Section I. Religious Demography, 2001

The Dominican Republic, which comprises two-thirds of the island of Hispanola, has a total area of approximately 16,435 square miles, and as of July 2000, the population was 8,442,533.

The major religious denomination is the Roman Catholic Church. Evangelical Christians (especially Assemblies of God, Church of God, Baptists, Methodists, and Pentecostals,) Seventh-Day Adventists, the Watchtower Society (Jehovah's Witnesses), and the Church of Jesus Christ of Latter-Day Saints (Mormons) have a much smaller but generally growing presence. Jehovah's Witnesses have a large country headquarters, school, and assembly hall complex in the national district. In 2000 the Mormons completed the construction of a major temple in Santo Domingo with an associated administrative and educational facility. Many Catholics also practice a combination of Catholicism and Afro-Caribbean beliefs (santeria) or witchcraft (brujeria), but since this practice rarely is admitted openly the number of such adherents is impossible to estimate. Judaism, Islam, and Buddhism are practiced. There are synagogues (but no rabbis at this time) and there is as yet no mosque in the country.

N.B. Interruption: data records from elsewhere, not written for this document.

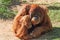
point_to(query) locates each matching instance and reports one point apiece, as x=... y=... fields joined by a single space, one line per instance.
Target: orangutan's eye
x=35 y=18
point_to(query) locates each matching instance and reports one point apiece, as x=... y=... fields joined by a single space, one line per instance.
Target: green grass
x=54 y=12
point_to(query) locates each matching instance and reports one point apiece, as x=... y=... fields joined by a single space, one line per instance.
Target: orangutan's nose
x=35 y=20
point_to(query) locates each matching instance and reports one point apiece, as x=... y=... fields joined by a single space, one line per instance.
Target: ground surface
x=7 y=34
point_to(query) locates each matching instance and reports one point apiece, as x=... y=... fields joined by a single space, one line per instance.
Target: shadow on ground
x=52 y=35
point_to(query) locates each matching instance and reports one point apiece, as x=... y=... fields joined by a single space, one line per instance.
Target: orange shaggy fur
x=22 y=24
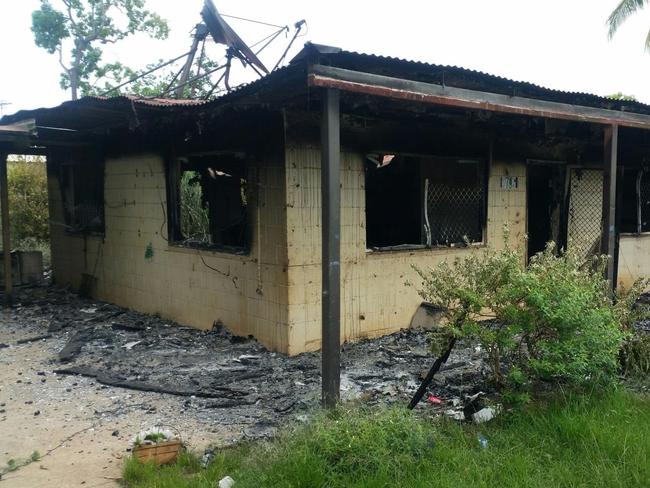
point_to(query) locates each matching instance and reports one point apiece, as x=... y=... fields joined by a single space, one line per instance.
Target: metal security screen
x=454 y=204
x=585 y=210
x=644 y=201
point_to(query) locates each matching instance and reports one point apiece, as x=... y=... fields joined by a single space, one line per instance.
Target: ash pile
x=232 y=379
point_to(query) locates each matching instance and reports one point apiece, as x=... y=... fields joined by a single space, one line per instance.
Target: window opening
x=212 y=204
x=82 y=188
x=417 y=202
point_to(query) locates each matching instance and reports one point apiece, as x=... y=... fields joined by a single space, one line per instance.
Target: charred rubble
x=228 y=378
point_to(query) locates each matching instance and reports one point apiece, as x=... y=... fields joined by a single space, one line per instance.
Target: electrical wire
x=251 y=20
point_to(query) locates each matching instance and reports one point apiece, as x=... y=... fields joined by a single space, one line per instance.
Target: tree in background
x=76 y=31
x=28 y=211
x=622 y=12
x=622 y=97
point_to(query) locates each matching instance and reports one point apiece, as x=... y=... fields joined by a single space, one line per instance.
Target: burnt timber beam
x=610 y=163
x=331 y=247
x=6 y=236
x=417 y=91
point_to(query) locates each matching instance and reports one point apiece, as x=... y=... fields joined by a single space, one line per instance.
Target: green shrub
x=554 y=320
x=635 y=355
x=28 y=201
x=195 y=220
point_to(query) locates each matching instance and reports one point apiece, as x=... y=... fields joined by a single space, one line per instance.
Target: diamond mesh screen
x=455 y=212
x=644 y=200
x=585 y=210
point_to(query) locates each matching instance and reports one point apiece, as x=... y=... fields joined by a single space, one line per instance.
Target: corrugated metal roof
x=328 y=55
x=458 y=76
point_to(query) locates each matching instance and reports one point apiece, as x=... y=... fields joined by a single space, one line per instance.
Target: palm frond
x=621 y=13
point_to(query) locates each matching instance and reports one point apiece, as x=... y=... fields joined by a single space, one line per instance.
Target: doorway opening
x=545 y=196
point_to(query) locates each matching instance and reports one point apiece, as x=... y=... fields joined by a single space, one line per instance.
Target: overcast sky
x=560 y=44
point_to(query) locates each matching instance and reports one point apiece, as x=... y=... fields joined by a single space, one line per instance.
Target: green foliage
x=635 y=355
x=623 y=11
x=599 y=441
x=554 y=320
x=28 y=208
x=622 y=97
x=77 y=28
x=195 y=219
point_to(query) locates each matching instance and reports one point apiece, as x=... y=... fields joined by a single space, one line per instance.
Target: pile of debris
x=227 y=378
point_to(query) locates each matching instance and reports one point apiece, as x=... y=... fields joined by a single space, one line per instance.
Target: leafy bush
x=195 y=220
x=553 y=319
x=28 y=205
x=635 y=355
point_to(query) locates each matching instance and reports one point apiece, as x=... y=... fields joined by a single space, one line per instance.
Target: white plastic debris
x=483 y=415
x=455 y=414
x=226 y=482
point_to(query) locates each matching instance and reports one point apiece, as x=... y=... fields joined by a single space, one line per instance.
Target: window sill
x=211 y=250
x=421 y=249
x=634 y=234
x=82 y=233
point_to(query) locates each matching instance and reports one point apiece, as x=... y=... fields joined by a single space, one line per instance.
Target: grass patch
x=571 y=442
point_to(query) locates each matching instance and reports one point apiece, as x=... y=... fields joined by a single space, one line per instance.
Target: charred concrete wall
x=136 y=267
x=374 y=298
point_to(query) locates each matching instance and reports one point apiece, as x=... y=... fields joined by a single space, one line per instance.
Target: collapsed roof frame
x=317 y=66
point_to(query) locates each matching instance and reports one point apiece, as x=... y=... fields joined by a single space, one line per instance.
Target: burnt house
x=430 y=162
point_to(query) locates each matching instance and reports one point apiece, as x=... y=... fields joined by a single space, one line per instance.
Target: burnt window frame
x=642 y=209
x=176 y=239
x=422 y=161
x=68 y=180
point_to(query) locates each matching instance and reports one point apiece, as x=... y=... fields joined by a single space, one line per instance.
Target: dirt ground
x=80 y=428
x=100 y=374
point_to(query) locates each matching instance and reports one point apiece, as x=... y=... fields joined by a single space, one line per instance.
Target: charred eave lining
x=397 y=88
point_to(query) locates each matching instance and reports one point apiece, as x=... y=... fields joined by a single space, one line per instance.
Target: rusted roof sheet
x=457 y=76
x=84 y=113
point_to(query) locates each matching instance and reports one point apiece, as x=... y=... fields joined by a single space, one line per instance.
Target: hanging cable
x=144 y=74
x=192 y=80
x=298 y=27
x=251 y=20
x=272 y=38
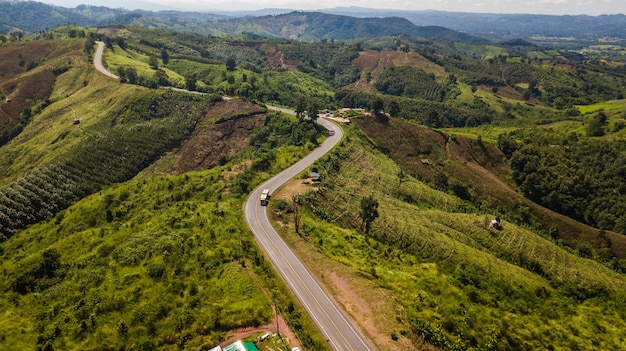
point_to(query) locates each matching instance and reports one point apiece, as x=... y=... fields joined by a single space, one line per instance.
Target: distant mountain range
x=337 y=23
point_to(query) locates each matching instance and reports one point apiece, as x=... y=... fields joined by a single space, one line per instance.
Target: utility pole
x=276 y=311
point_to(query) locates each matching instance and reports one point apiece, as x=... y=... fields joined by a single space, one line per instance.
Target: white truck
x=265 y=197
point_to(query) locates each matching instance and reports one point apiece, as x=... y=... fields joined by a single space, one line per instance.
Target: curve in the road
x=340 y=332
x=97 y=61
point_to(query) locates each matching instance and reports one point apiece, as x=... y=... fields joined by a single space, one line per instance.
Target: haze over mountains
x=20 y=15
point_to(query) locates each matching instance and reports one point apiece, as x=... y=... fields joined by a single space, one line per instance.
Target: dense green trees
x=150 y=126
x=409 y=82
x=430 y=113
x=584 y=179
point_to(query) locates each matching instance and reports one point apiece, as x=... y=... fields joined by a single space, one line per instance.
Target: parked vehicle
x=265 y=197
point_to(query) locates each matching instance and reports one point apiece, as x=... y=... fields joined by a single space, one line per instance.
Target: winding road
x=329 y=318
x=339 y=330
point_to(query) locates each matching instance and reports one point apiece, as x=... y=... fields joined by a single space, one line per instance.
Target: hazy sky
x=558 y=7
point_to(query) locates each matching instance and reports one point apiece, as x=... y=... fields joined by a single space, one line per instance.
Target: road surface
x=341 y=334
x=329 y=318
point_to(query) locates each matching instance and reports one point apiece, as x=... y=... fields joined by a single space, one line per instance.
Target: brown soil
x=210 y=140
x=25 y=89
x=289 y=338
x=481 y=166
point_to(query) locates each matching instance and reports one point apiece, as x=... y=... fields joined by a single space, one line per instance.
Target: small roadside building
x=315 y=177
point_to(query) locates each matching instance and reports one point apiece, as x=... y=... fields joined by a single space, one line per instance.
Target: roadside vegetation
x=475 y=203
x=461 y=283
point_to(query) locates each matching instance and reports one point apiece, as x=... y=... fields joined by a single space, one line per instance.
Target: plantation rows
x=462 y=285
x=409 y=82
x=108 y=157
x=430 y=113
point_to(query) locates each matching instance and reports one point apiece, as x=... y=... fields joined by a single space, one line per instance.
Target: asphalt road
x=329 y=318
x=97 y=61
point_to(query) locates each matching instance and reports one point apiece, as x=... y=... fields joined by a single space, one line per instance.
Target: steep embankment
x=29 y=72
x=431 y=268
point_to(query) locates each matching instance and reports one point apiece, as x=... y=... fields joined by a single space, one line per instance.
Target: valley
x=121 y=200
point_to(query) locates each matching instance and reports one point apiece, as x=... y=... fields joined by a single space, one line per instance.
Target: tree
x=190 y=81
x=300 y=105
x=165 y=57
x=314 y=106
x=131 y=75
x=153 y=62
x=231 y=64
x=440 y=181
x=377 y=106
x=161 y=77
x=296 y=202
x=369 y=211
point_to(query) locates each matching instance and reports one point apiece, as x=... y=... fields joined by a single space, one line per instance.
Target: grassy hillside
x=456 y=282
x=120 y=223
x=157 y=262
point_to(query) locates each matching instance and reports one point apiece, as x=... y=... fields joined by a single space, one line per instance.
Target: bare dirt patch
x=212 y=143
x=292 y=188
x=287 y=336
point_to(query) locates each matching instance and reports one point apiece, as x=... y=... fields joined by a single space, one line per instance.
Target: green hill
x=120 y=201
x=454 y=280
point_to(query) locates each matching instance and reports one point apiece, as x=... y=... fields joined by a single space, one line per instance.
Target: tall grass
x=461 y=284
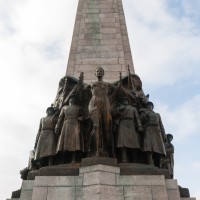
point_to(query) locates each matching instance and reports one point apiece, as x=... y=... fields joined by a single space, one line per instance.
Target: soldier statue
x=45 y=144
x=101 y=139
x=127 y=136
x=168 y=160
x=68 y=128
x=154 y=135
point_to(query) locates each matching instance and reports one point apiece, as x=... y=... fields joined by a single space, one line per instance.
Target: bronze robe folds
x=127 y=135
x=154 y=132
x=70 y=138
x=46 y=140
x=100 y=114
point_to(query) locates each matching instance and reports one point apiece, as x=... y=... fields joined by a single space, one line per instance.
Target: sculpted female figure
x=68 y=125
x=101 y=140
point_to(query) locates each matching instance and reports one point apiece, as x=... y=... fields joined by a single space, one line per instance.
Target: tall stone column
x=100 y=38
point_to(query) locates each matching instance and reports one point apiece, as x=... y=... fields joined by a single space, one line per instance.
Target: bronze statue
x=66 y=85
x=168 y=160
x=154 y=135
x=68 y=126
x=101 y=139
x=128 y=125
x=45 y=144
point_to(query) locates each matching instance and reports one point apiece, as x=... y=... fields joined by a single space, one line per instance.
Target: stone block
x=100 y=61
x=40 y=193
x=100 y=192
x=27 y=185
x=141 y=180
x=26 y=195
x=136 y=192
x=98 y=177
x=160 y=193
x=173 y=194
x=52 y=181
x=102 y=168
x=171 y=184
x=61 y=193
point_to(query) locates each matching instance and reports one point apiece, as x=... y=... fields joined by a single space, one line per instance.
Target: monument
x=101 y=138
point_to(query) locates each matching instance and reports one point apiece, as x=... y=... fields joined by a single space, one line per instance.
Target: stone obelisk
x=100 y=38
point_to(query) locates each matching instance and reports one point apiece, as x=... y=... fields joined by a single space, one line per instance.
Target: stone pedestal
x=101 y=182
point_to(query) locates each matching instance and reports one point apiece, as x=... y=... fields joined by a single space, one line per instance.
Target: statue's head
x=50 y=111
x=72 y=99
x=150 y=105
x=169 y=137
x=99 y=72
x=125 y=101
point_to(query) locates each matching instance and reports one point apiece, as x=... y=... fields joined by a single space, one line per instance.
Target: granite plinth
x=141 y=169
x=60 y=170
x=101 y=182
x=99 y=160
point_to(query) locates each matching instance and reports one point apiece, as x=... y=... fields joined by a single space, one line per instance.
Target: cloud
x=183 y=121
x=35 y=38
x=163 y=43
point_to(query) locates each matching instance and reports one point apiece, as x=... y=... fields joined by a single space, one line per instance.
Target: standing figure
x=45 y=144
x=168 y=160
x=68 y=126
x=154 y=135
x=101 y=139
x=127 y=137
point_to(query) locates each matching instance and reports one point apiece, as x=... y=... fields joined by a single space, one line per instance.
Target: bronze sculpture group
x=103 y=119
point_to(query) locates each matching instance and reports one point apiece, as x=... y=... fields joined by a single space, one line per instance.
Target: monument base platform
x=100 y=182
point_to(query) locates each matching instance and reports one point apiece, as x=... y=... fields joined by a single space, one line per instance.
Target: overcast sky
x=35 y=37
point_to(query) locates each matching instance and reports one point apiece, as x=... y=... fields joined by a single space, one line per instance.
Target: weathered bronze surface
x=99 y=122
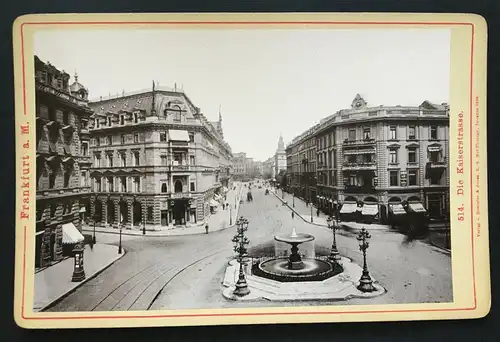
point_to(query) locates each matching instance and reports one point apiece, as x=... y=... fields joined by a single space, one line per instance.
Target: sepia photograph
x=239 y=168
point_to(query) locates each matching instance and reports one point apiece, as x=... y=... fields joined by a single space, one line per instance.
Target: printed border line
x=23 y=315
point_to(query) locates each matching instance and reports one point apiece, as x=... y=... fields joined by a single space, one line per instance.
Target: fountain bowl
x=313 y=269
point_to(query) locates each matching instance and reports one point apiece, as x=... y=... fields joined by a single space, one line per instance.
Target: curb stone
x=77 y=285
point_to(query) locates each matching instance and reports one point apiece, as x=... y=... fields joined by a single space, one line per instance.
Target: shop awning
x=397 y=209
x=370 y=209
x=417 y=207
x=349 y=208
x=178 y=135
x=434 y=148
x=71 y=235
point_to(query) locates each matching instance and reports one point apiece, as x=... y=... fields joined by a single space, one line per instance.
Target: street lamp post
x=93 y=236
x=334 y=254
x=240 y=242
x=365 y=282
x=120 y=243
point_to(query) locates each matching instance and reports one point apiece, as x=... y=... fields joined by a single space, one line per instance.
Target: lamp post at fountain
x=240 y=243
x=334 y=254
x=365 y=282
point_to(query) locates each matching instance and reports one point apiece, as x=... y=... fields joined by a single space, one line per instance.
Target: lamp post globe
x=365 y=282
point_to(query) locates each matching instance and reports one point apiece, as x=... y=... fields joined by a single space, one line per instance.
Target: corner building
x=157 y=160
x=383 y=161
x=62 y=161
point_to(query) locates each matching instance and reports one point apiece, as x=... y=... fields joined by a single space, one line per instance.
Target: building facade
x=384 y=161
x=157 y=161
x=62 y=160
x=301 y=166
x=280 y=158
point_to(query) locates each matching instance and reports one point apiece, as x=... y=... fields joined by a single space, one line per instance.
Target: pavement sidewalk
x=219 y=220
x=54 y=282
x=304 y=212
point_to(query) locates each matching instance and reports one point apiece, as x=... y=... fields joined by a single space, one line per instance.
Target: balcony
x=180 y=195
x=437 y=164
x=365 y=189
x=358 y=143
x=359 y=166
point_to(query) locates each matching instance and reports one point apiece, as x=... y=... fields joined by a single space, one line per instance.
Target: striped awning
x=71 y=235
x=178 y=135
x=417 y=207
x=434 y=148
x=349 y=208
x=397 y=209
x=370 y=209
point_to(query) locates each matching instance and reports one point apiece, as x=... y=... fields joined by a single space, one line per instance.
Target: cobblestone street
x=178 y=272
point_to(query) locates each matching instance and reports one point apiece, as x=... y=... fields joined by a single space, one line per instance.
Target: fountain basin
x=311 y=270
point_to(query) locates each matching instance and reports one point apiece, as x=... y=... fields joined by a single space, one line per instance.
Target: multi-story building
x=385 y=160
x=239 y=165
x=157 y=161
x=301 y=165
x=62 y=160
x=279 y=158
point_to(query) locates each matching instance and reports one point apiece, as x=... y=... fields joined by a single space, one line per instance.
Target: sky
x=267 y=82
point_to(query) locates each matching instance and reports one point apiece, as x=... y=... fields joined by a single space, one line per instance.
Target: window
x=433 y=132
x=124 y=183
x=393 y=156
x=97 y=183
x=366 y=133
x=137 y=184
x=411 y=133
x=85 y=149
x=412 y=155
x=65 y=118
x=352 y=134
x=392 y=133
x=110 y=184
x=412 y=177
x=393 y=178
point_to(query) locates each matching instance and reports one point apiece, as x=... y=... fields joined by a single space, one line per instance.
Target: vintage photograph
x=241 y=168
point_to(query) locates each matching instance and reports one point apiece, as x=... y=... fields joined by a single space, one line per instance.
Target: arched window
x=178 y=186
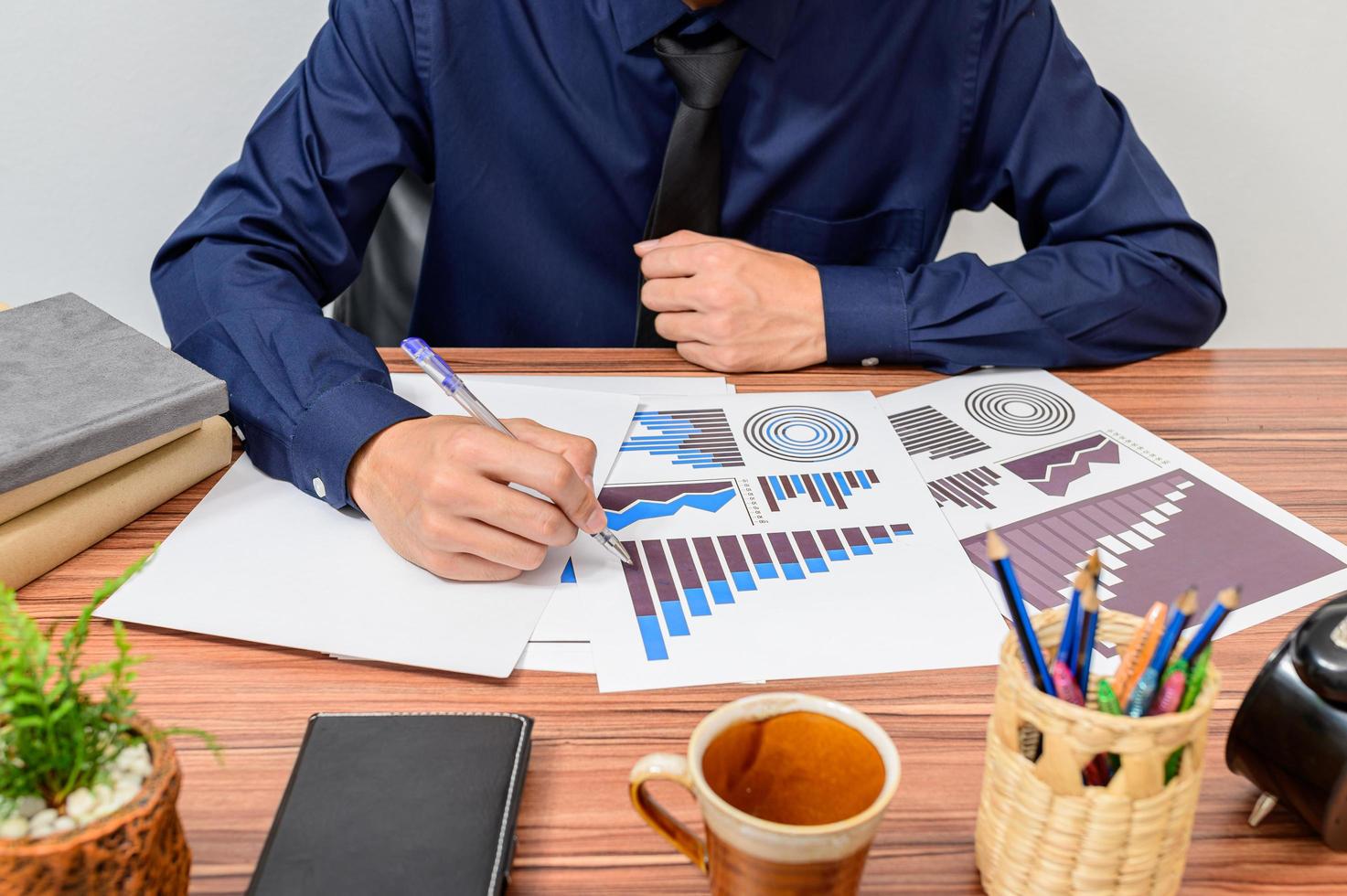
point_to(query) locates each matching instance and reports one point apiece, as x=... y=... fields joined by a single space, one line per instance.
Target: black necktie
x=689 y=197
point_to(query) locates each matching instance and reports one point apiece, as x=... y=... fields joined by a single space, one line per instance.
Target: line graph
x=677 y=583
x=628 y=504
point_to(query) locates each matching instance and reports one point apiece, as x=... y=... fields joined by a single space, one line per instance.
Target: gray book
x=76 y=384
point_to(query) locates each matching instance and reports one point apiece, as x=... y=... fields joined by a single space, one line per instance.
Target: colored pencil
x=1216 y=613
x=1171 y=696
x=1065 y=685
x=1088 y=624
x=1147 y=688
x=1139 y=651
x=1000 y=558
x=1195 y=680
x=1067 y=650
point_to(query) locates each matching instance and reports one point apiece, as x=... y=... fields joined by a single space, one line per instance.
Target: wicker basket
x=137 y=849
x=1042 y=830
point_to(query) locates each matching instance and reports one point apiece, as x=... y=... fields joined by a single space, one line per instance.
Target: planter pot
x=137 y=849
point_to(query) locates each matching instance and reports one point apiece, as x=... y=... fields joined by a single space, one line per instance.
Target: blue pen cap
x=432 y=363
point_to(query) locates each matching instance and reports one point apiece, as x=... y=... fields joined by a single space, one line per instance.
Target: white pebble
x=14 y=827
x=30 y=806
x=80 y=804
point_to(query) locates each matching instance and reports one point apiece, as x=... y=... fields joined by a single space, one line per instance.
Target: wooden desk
x=1275 y=421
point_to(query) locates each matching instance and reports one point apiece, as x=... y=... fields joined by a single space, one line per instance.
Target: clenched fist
x=438 y=491
x=731 y=306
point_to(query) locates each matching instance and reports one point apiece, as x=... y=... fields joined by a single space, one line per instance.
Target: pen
x=436 y=369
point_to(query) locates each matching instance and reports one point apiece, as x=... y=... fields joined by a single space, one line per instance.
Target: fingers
x=685 y=326
x=513 y=511
x=686 y=253
x=444 y=534
x=464 y=568
x=546 y=472
x=577 y=449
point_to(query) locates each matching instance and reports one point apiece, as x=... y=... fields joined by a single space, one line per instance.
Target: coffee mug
x=791 y=788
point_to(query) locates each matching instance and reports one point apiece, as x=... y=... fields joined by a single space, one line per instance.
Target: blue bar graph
x=667 y=573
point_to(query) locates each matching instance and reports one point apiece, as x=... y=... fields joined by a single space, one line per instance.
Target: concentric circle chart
x=797 y=432
x=1019 y=409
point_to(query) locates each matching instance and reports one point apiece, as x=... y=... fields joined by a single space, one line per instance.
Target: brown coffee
x=797 y=768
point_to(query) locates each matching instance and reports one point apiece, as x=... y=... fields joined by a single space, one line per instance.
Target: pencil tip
x=996 y=548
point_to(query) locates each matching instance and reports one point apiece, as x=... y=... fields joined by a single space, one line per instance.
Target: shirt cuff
x=865 y=315
x=335 y=427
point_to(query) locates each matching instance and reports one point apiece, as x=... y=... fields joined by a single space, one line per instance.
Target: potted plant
x=88 y=788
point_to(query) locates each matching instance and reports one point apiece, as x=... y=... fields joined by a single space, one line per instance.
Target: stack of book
x=99 y=424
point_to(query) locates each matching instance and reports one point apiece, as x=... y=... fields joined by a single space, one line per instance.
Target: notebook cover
x=28 y=496
x=399 y=804
x=77 y=384
x=53 y=532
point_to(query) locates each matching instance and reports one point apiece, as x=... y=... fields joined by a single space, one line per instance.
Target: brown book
x=53 y=532
x=28 y=496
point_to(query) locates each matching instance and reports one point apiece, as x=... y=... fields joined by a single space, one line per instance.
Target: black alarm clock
x=1289 y=736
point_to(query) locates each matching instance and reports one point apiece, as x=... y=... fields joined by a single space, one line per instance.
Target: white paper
x=625 y=384
x=557 y=656
x=1050 y=452
x=261 y=560
x=566 y=619
x=891 y=603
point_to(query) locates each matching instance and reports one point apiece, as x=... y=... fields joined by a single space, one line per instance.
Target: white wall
x=114 y=116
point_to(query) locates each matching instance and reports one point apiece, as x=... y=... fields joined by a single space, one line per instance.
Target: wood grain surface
x=1275 y=421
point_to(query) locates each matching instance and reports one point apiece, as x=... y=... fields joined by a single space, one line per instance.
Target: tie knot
x=702 y=64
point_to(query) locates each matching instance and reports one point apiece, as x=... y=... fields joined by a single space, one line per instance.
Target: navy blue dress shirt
x=853 y=131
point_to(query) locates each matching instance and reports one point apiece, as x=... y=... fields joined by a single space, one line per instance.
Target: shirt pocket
x=891 y=238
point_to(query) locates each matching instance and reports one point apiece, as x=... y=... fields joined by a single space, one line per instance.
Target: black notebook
x=399 y=804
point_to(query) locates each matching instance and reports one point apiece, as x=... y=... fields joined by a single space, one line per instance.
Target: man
x=580 y=145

According to Demos 97, a population survey taken in 1997 by the Instituto de Estudios de Poblacion y Desarrollo, the population is 68.1 percent Roman Catholic and 11 percent Protestant Christian, inclusive of evangelicals, members of the Jehovah's Witnesses, Mormons, and traditional Protestants. In the same study, 20.1 percent of the sample said that they had no religion. However, evangelical Christians claim 20 to 25 percent of the population, while the Catholic Church claims 87 percent.